Pada tahun 2024, target Retribusi Jasa Usaha ditetapkan lebih tinggi meskipun realisasi tahun 2023 hanya mencapai 40,36 persen.
Belum Ada Pedoman Juknis
Kepala Bidang Anggaran BPKAD selaku Ketua Tim Pelaksana Teknis TAPD menjelaskan bahwa target PAD TA 2024 untuk pajak daerah disusun dan diusulkan oleh Badan Pendapatan Daerah (Bapenda), sedangkan retribusi daerah disusun dan diusulkan oleh masing-masing SKPD terkait kepada TAPD.
Lalu usulan tersebut disampaikan dan menjadi bahan penyusunan RKPD dan KUA-PAAS untuk selanjutnya dibahas dengan DPRD. Nilai target yang sudah disetujui akan dijadikan dasar oleh TAPD dalam menyusun Rancangan Peraturan Daerah (Perda) APBD hingga ditetapkan Perda APBD.
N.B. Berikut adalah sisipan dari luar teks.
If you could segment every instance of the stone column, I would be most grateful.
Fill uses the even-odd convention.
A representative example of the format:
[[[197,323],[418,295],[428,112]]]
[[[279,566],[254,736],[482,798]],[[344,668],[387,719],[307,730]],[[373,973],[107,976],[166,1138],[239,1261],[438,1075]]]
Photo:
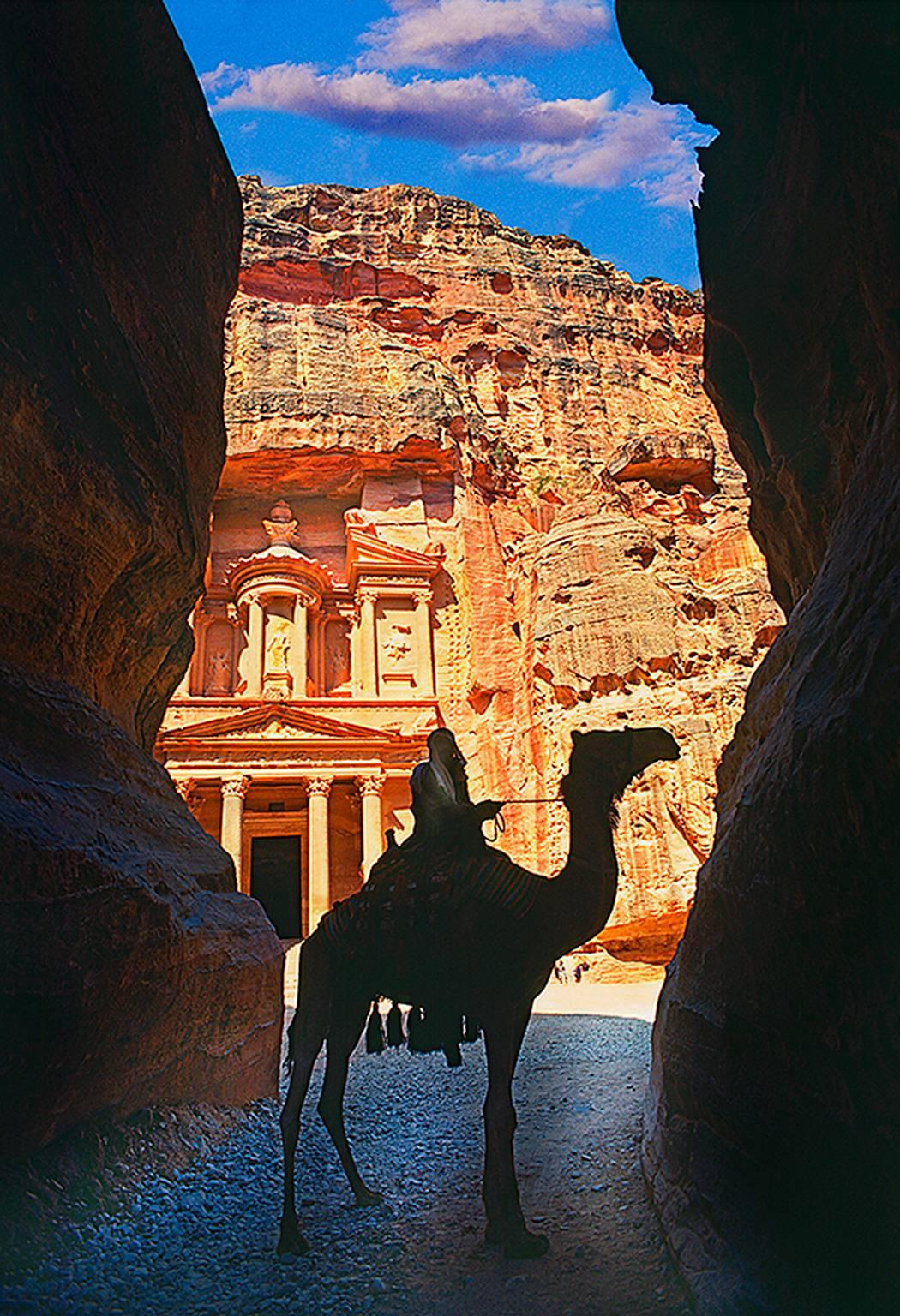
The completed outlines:
[[[363,697],[378,695],[378,663],[375,661],[375,595],[363,594],[359,600],[359,640],[357,644],[359,662],[359,694]]]
[[[363,801],[363,878],[368,880],[372,865],[384,850],[384,832],[382,829],[382,791],[384,790],[384,772],[372,772],[370,776],[361,776],[358,786]]]
[[[266,613],[259,599],[251,599],[247,611],[247,695],[261,699]]]
[[[233,776],[222,782],[222,832],[221,846],[234,861],[234,878],[238,891],[243,891],[241,857],[243,848],[243,797],[250,786],[249,776]]]
[[[307,782],[309,804],[309,932],[332,905],[328,871],[328,796],[332,783],[326,778]]]
[[[413,637],[416,642],[416,690],[420,695],[434,695],[434,662],[432,659],[432,591],[417,590],[413,595]]]
[[[308,619],[307,603],[300,595],[293,600],[293,636],[288,651],[288,670],[291,672],[291,697],[307,697],[307,654],[308,654]]]

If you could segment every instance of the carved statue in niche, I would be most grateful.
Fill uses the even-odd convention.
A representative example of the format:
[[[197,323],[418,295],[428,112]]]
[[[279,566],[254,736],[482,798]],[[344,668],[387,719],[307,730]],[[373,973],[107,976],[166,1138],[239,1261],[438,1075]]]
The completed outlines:
[[[293,536],[297,532],[297,521],[287,503],[275,504],[268,513],[268,520],[263,519],[263,530],[268,536],[270,547],[275,547],[276,544],[287,545],[287,547],[295,546]]]
[[[392,663],[401,663],[412,653],[412,626],[395,621],[384,645],[384,657]]]
[[[268,641],[266,650],[266,674],[276,674],[288,670],[288,654],[291,651],[291,637],[287,630],[276,630]]]
[[[329,621],[325,628],[325,692],[341,690],[350,682],[349,622]]]
[[[289,699],[289,655],[293,624],[278,613],[266,620],[266,667],[263,671],[263,699]]]
[[[204,691],[207,695],[232,694],[232,628],[214,622],[207,632],[207,665]]]

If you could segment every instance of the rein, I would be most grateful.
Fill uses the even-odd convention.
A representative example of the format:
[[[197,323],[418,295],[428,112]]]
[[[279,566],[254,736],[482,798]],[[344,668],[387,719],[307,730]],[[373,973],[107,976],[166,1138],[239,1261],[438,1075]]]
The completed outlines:
[[[562,803],[563,803],[562,795],[542,795],[542,796],[536,796],[533,799],[504,800],[503,808],[505,809],[508,804],[562,804]],[[500,811],[500,813],[497,813],[495,819],[492,819],[492,822],[493,822],[493,836],[488,837],[488,840],[496,841],[507,830],[507,821],[503,816],[503,809]]]

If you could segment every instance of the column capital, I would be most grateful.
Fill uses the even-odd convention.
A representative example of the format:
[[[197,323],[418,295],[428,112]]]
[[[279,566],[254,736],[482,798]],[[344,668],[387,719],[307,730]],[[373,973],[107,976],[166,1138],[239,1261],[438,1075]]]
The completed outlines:
[[[200,804],[200,795],[197,794],[197,780],[195,776],[180,776],[172,778],[172,784],[175,790],[182,796],[187,807],[193,811]]]
[[[243,799],[249,790],[249,776],[226,776],[222,782],[222,795],[237,795],[238,799]]]
[[[384,790],[384,783],[387,782],[387,775],[384,772],[366,772],[364,776],[357,778],[357,786],[359,787],[361,795],[380,795]]]

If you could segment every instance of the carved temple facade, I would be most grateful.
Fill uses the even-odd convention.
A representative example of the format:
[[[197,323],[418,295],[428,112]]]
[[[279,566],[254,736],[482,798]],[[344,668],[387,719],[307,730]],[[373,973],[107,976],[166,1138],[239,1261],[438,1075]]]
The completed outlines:
[[[278,492],[220,495],[157,753],[239,890],[299,937],[358,890],[388,828],[412,825],[409,775],[441,724],[443,547],[334,499],[272,505]]]

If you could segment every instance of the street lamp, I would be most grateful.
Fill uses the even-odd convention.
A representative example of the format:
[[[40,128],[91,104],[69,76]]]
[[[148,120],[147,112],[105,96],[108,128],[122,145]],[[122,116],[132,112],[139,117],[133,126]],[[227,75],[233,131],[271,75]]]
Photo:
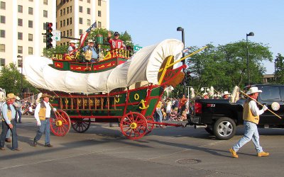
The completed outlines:
[[[185,30],[182,27],[178,27],[177,28],[177,31],[181,31],[182,32],[182,41],[183,43],[183,48],[185,48]],[[185,54],[184,52],[182,52],[182,58],[185,56]],[[182,60],[182,65],[185,64],[185,59]],[[184,73],[185,72],[185,69],[182,69],[182,72]],[[185,79],[183,79],[183,94],[186,97],[186,87],[185,87]]]
[[[253,32],[251,32],[246,34],[246,67],[248,69],[248,85],[249,85],[249,66],[248,66],[248,36],[254,36]]]
[[[274,61],[274,77],[275,77],[275,83],[277,82],[277,76],[276,76],[277,62],[278,62],[278,59],[275,59],[275,61]]]
[[[18,55],[18,58],[21,58],[21,93],[23,92],[23,56]]]

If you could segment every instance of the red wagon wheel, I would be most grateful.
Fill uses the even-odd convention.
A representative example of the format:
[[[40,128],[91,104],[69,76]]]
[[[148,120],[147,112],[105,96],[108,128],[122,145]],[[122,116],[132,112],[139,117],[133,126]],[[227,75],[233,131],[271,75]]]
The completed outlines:
[[[50,130],[56,136],[66,135],[70,130],[70,118],[68,115],[62,110],[57,110],[56,118],[50,118]]]
[[[77,132],[86,132],[91,125],[90,118],[76,119],[71,121],[72,127]]]
[[[148,117],[146,118],[146,120],[147,120],[147,131],[145,135],[150,133],[153,130],[153,129],[154,129],[155,127],[155,124],[153,123],[155,120],[153,116]]]
[[[136,112],[124,115],[120,122],[122,134],[131,139],[141,138],[147,131],[147,120],[145,117]]]

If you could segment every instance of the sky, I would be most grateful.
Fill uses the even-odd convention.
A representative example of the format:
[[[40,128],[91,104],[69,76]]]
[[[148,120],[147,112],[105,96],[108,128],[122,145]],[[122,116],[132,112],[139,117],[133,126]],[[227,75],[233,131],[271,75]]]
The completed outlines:
[[[165,39],[185,46],[225,45],[246,40],[270,47],[273,61],[264,62],[274,73],[278,53],[284,55],[284,0],[109,0],[110,30],[131,35],[144,47]]]

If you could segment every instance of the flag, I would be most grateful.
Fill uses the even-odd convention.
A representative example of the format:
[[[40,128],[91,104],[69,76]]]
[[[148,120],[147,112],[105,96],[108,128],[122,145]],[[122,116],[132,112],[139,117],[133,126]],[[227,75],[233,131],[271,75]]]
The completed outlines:
[[[92,28],[97,28],[97,21],[95,21],[92,25],[89,27],[87,30],[81,35],[80,37],[80,48],[82,48],[84,46],[84,42],[86,40],[87,37],[88,37],[89,32],[91,31]]]

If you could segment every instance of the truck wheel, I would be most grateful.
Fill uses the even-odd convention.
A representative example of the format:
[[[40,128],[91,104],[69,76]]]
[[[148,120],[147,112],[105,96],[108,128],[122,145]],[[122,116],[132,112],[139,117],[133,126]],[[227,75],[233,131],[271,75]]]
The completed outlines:
[[[229,118],[218,119],[214,124],[214,135],[221,140],[227,140],[236,134],[236,123]]]
[[[207,127],[206,128],[204,128],[206,132],[207,132],[207,133],[210,134],[210,135],[214,135],[214,131],[212,129],[212,127]]]

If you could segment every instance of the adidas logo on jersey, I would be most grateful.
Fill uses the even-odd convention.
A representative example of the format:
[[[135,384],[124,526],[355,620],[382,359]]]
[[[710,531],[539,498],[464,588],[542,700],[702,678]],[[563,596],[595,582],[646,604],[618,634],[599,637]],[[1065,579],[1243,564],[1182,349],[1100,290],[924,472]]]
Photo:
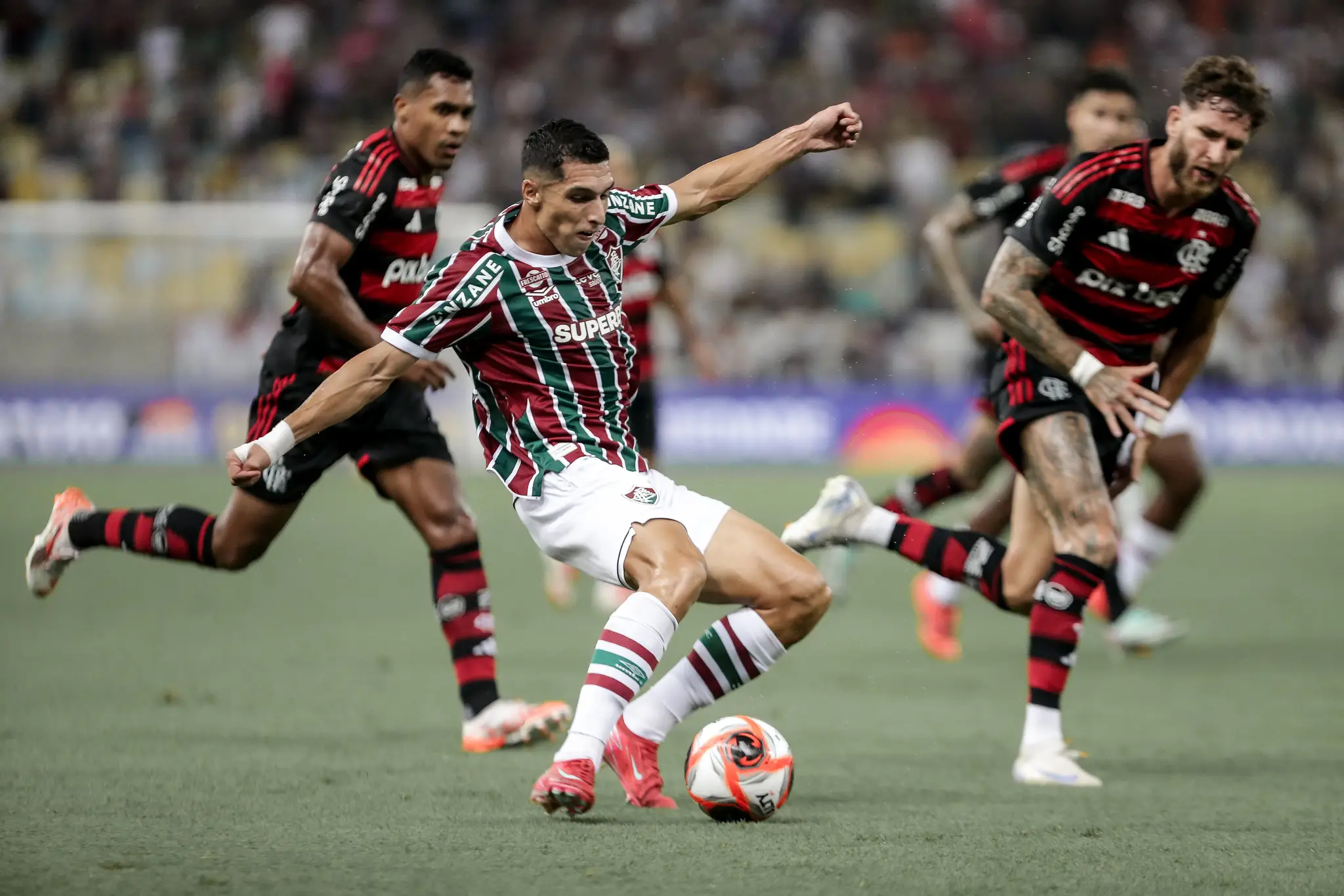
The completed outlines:
[[[1120,230],[1113,230],[1097,242],[1103,246],[1110,246],[1116,251],[1128,253],[1129,251],[1129,228],[1121,227]]]

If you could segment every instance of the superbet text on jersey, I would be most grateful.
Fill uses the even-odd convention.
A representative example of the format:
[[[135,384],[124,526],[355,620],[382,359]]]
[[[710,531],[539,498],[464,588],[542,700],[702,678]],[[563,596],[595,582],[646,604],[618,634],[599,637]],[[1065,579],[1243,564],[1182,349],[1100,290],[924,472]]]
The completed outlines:
[[[1198,296],[1226,296],[1259,224],[1250,197],[1226,177],[1196,206],[1164,212],[1149,171],[1153,145],[1074,159],[1007,231],[1050,265],[1040,304],[1105,364],[1146,363]]]
[[[327,176],[310,220],[355,244],[340,278],[374,324],[386,324],[419,296],[438,242],[442,197],[444,179],[415,177],[387,129],[355,144]],[[316,363],[329,372],[358,353],[297,302],[285,329],[296,364]]]
[[[435,265],[383,339],[422,359],[457,351],[476,387],[487,463],[515,494],[538,497],[546,473],[585,455],[645,472],[629,429],[634,344],[622,269],[676,214],[676,193],[613,191],[606,226],[578,257],[520,247],[505,230],[517,214],[505,208]]]

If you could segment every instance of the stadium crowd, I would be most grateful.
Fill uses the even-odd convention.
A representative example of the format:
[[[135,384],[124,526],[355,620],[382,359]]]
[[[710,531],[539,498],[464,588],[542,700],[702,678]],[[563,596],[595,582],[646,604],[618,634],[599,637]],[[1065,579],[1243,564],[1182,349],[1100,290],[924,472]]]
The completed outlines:
[[[1132,71],[1160,133],[1180,70],[1238,52],[1275,105],[1238,172],[1263,227],[1208,376],[1344,386],[1344,7],[1332,0],[5,5],[8,199],[310,201],[333,157],[386,121],[399,64],[435,42],[477,67],[456,201],[512,201],[521,138],[551,117],[620,134],[659,180],[852,99],[862,152],[788,169],[675,246],[738,379],[964,379],[974,349],[918,251],[927,215],[993,157],[1063,138],[1067,85],[1086,66]],[[968,246],[972,270],[996,242]]]

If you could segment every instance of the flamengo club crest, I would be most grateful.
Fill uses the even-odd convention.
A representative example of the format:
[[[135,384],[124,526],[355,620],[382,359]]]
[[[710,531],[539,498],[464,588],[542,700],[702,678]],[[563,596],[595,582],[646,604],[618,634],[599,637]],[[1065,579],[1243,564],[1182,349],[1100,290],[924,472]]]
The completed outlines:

Pemkab Sikka belum memiliki pedoman petunjuk teknis, atau dokumen sejenis terkait penganggaran PAD yang berdasarkan pada basis data potensi PAD. Target dihitung dan diajukan oleh masing-masing SKPD pengelola pendapatan seringkali ditetapkan tidak berdasarkan data potensi riil.
Kenaikan nilai target yang diusulkan SKPD merupakan tuntutan kenaikan target dari DPRD pada saat melakukan asistensi anggaran PAD. DPRD mendorong Pemkab Sikka untuk meningkatkan target pendapatan setiap tahunnya. Nilai yang sudah disepakati bersama itulah yang akan dimasukkan dalam APBD.